Tag: writing

  • Another Year Passing, but still beautiful.

    The summer weather was more severe, but life in summer continued as so many before it. Those beleaguered heirloom tomatoes did eventually come along, in September. And they were good, but fewer in number and a few weeks later.

    But, this year, the garden delivered something new. The melon vines loved the hot weather and by early September I had collected six edible, lovely and delicious Charentais melons. This was quite a success and I may plant these again next year.

    Penne with fresh tomatoes and Basil (from the hundreds of plants!)

    Visitors

    Twenty years ago when I first moved here, I would sit outside on the those peaceful summer nights and the bats would begin to appear about 7:00pm. They would begin to fly lower as the darkness came, until those little bats would often fly right in front me, just a few feet away.

    And then a few years later they vanished and I have never seen them again.

    Yes, it has been many years, but almost every night in the summer I very briefly look for them. So, each evening begins a little sadly when I sit to finish my dinner wine. I am always a little melancholy. I never forget them and always look up into the trees in the western sky from where I once saw them approach. I am hoping that they have returned. That thought makes me unhappy because they have not.

    Something so ancient no longer appears in its natural and proper place, when and where it has existed for an incomprehensible amount of time.
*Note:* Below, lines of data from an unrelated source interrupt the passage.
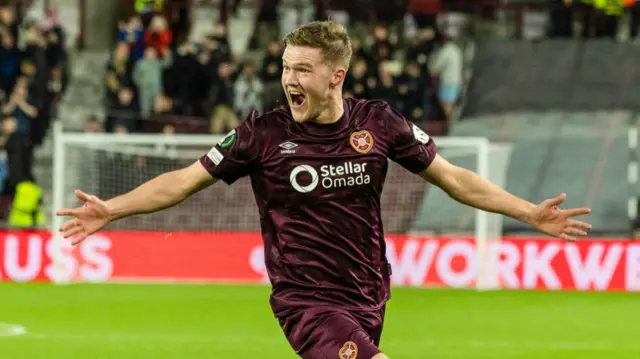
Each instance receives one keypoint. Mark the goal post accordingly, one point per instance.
(110, 164)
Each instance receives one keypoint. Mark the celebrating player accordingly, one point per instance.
(317, 167)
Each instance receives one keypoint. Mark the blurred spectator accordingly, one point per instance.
(223, 117)
(9, 63)
(413, 90)
(9, 22)
(270, 75)
(358, 18)
(293, 12)
(266, 28)
(222, 39)
(383, 48)
(358, 52)
(228, 7)
(561, 17)
(388, 12)
(446, 64)
(147, 75)
(19, 155)
(148, 9)
(608, 17)
(634, 17)
(355, 84)
(20, 109)
(420, 46)
(386, 89)
(424, 12)
(132, 32)
(248, 91)
(158, 35)
(120, 89)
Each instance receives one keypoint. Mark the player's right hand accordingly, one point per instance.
(88, 219)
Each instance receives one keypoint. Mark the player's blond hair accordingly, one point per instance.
(328, 36)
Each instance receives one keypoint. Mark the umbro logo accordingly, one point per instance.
(288, 147)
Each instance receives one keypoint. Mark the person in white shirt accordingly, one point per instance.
(446, 64)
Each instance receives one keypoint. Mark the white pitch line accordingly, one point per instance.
(266, 340)
(12, 330)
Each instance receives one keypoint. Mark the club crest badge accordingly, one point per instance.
(348, 351)
(361, 141)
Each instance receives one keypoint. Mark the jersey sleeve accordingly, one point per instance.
(236, 155)
(410, 147)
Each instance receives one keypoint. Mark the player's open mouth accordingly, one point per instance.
(297, 99)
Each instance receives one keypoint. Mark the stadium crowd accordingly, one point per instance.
(159, 81)
(32, 80)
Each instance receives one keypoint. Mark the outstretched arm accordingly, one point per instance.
(162, 192)
(469, 188)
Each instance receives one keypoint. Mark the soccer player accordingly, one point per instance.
(317, 167)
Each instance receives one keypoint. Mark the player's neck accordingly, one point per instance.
(332, 113)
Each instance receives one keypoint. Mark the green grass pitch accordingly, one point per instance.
(213, 321)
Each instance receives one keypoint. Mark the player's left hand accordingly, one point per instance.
(559, 223)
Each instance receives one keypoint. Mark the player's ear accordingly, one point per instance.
(338, 77)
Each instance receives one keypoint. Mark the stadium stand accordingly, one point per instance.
(508, 85)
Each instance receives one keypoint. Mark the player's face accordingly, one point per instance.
(306, 80)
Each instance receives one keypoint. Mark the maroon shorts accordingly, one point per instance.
(330, 333)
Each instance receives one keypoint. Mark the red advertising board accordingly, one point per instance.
(522, 263)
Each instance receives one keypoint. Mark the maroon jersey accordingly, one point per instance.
(318, 191)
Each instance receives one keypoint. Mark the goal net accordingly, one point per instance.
(108, 165)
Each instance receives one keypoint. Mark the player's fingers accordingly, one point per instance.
(68, 224)
(84, 197)
(81, 237)
(556, 201)
(575, 232)
(567, 237)
(576, 212)
(70, 232)
(579, 224)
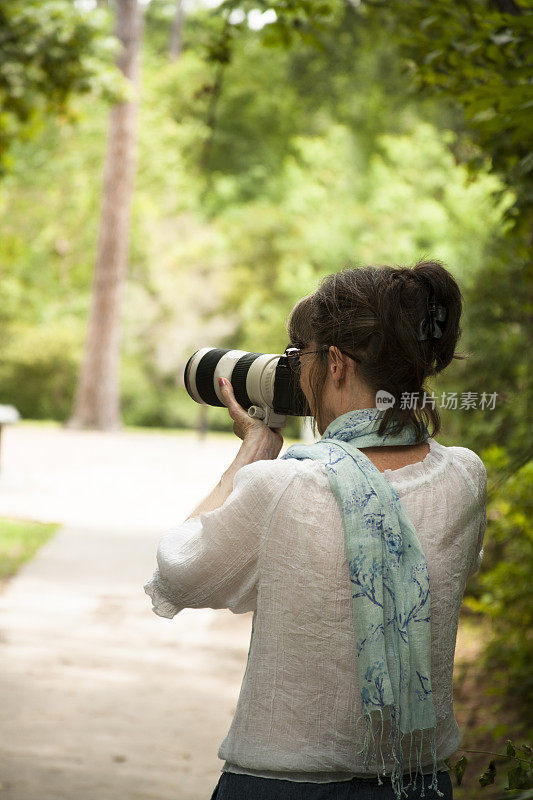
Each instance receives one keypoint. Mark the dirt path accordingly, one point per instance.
(101, 699)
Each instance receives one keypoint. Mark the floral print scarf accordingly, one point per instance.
(390, 591)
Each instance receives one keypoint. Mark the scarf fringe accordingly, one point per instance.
(372, 752)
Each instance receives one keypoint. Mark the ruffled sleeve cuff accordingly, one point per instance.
(164, 602)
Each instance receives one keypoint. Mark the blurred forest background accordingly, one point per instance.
(260, 146)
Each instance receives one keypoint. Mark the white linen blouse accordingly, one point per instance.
(276, 547)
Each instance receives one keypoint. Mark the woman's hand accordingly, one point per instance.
(264, 441)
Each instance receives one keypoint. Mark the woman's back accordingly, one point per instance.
(299, 703)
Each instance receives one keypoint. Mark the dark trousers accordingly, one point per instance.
(247, 787)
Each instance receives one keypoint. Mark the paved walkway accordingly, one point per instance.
(101, 699)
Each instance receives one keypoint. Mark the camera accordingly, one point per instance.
(263, 383)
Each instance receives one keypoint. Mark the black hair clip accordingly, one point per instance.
(431, 328)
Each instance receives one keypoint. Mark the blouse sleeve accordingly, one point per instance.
(211, 560)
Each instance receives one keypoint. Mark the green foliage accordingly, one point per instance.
(50, 52)
(503, 591)
(519, 768)
(19, 541)
(340, 168)
(476, 52)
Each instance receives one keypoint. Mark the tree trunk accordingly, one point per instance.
(174, 49)
(97, 402)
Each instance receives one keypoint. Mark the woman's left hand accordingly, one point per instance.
(247, 428)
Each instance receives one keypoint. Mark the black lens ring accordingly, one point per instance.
(238, 378)
(204, 376)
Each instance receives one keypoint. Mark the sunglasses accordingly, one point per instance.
(293, 354)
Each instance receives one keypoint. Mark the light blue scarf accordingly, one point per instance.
(390, 589)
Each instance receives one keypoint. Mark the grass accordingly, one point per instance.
(19, 541)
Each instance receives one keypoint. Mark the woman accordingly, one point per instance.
(353, 553)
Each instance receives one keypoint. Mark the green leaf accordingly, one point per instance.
(458, 768)
(488, 776)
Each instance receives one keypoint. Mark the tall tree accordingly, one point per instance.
(50, 52)
(97, 401)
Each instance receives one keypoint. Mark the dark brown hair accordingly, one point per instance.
(374, 313)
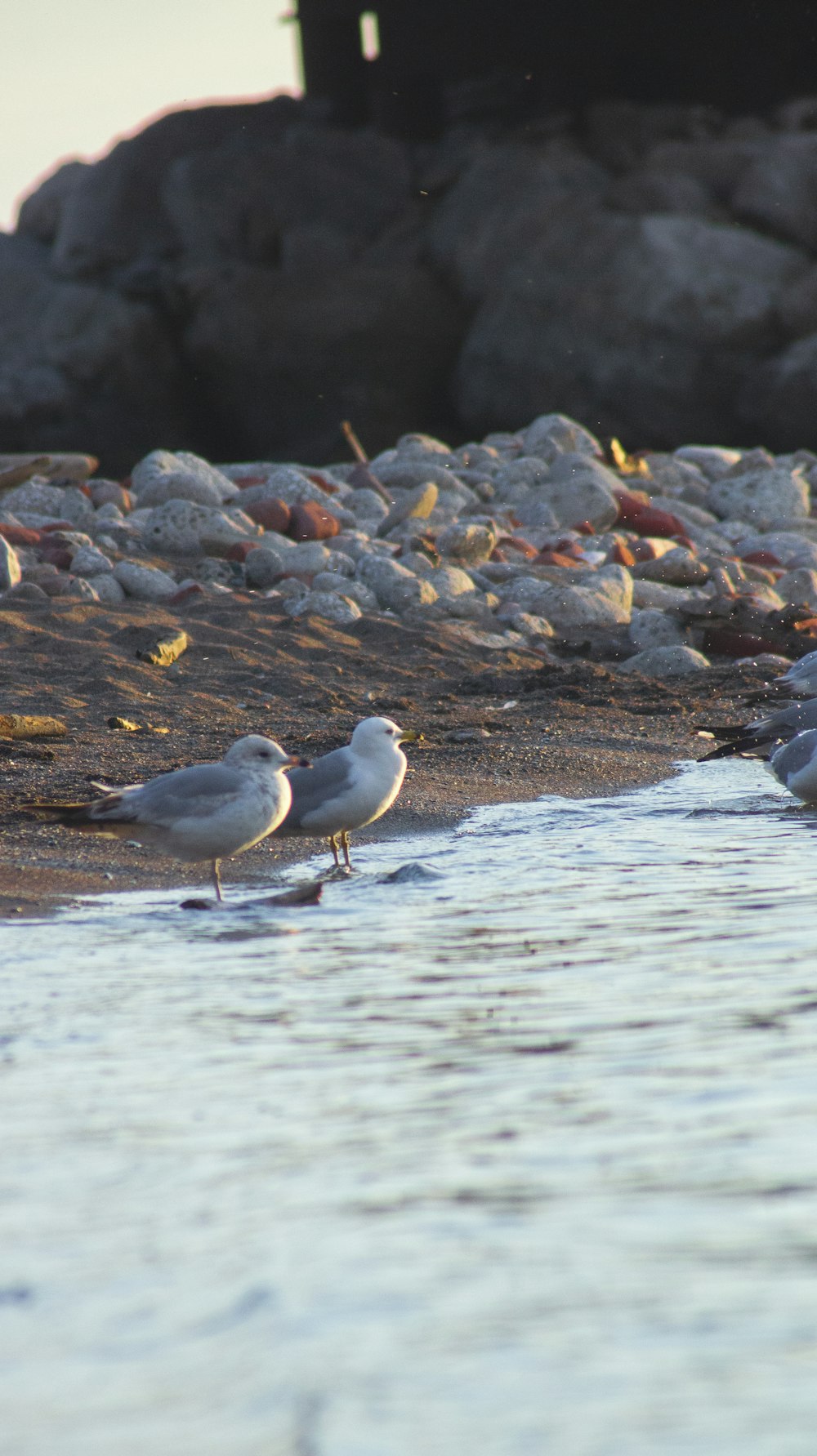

    But I have other visitors who come, attracted to the hundreds of zinnias that bloom in my three flower gardens. The wondrous and nearly magical little creatures visit fairly often, and I know something is still right with the world when they visit. I always stop immediately and watch them. Sometimes I can photograph them, but it is nothing to look at the photo when compared to meeting them in person. I’ve read that the oldest fossils of these magical creatures date to 50 million years ago.

    Many things on this unfathomable ancient earth continue and my life has more meaning because I am part of it.

    Oh, sorry I disturbed you, little toad!

  • The Endless Retirement

    I like my property here, but I sometimes feel that I would like to have much more of it. Although, I couldn’t maintain much more. Maybe I would rather just live in a place where there is more forest. I’ve read about people building “tiny” houses on rural land and I like the idea very much. But the photos I’ve seen of “tiny houses” don’t look very good to me. They seem much too compact.

    In addition, I have noticed that some of the new Garden Sheds have quite nice designs.

    If I had to, I could sell my house, buy several of these and some rural land, and build Garden Shed Estates. It would need a foundation, though.

    Yet, at this time in my life, I still have no shed.

    It is June, the trees are in full bloom, and the birdies are singing!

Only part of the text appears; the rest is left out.